# tractor creeper /crawler transmission



## robertrej (May 24, 2012)

I am buying a new tractor and want to use a flail mower attachment.Most of
the manufacturers recommend creeper transmissions for maximum efficiency.
I have done some research and it seems most tractors have a rated speed of
1.5 mph in 1 st gear range low ( standard transmission) .My question: is that
too fast and do I really need a creeper transmission?
Only select models have that transmission?

A rotary mower will work on all transmissions if need be.

Thanks / Bob


----------



## shona13 (Aug 12, 2011)

G,Day robertrej.
All Massey tractors except the little grey ferguson have low range gearboxes which is plenty slow enough for your flail mower.
Just remember that in some situations it may be necessary to do the job in two passes that is if what you are mowing is really dense and matted ,no machine will do it in one pass so some common sense is required when using any machine, but yes most 35/40 horsepower tracors will do the job.
happy Mowing .
Regards .
Hutch. 
P.S Welcome to the forum.


----------



## MBTRAC (May 28, 2012)

Flail mowers can required a lot more torque/power in dense vegation than equivalent rotary mowers & that I suspect is why manufacturers recommend creeper gears (i.e. to keep the tractor in their sweet "power band" within operating rpms & also to be able to specific a lower power requirement for their implement).........though flail mowers are great in initial clearing or semi-annual maintenance of woody weeds/bush....& considerably less efficient than rotarys in cleared pasture.

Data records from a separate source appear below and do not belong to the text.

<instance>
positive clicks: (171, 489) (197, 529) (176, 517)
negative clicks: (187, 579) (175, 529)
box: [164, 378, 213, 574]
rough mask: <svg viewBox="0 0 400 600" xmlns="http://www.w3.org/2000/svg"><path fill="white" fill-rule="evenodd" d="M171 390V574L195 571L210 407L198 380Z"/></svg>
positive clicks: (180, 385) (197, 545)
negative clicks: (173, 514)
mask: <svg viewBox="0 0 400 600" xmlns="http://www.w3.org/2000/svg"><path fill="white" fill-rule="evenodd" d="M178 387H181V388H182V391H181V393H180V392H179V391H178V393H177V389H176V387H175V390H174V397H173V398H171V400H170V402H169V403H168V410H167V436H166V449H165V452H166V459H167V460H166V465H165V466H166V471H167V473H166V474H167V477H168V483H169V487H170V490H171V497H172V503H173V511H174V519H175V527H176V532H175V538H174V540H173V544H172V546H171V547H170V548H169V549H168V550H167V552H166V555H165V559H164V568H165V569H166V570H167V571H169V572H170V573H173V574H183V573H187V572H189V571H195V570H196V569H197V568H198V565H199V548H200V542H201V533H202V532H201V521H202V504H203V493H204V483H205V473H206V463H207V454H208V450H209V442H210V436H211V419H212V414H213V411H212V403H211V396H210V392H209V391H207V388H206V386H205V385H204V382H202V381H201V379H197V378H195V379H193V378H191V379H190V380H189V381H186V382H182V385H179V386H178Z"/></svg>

Operating at maximum efficiency in the "ideal" world, consider a 72inch implement (be it a flail mower, slasher, plough or whatever) @ 1mph will only cover 5acres in 7.6hours......something most salespeople either don't know or acknowledge.....

I have both flails & rotarys (slashers or bush hogs as I think they're called in the USA), a rotary is more versatile but on the downside leave windrows, a flail is hard to beat on taming new ground but vastly more time, power & fuel consuming on pasture.


----------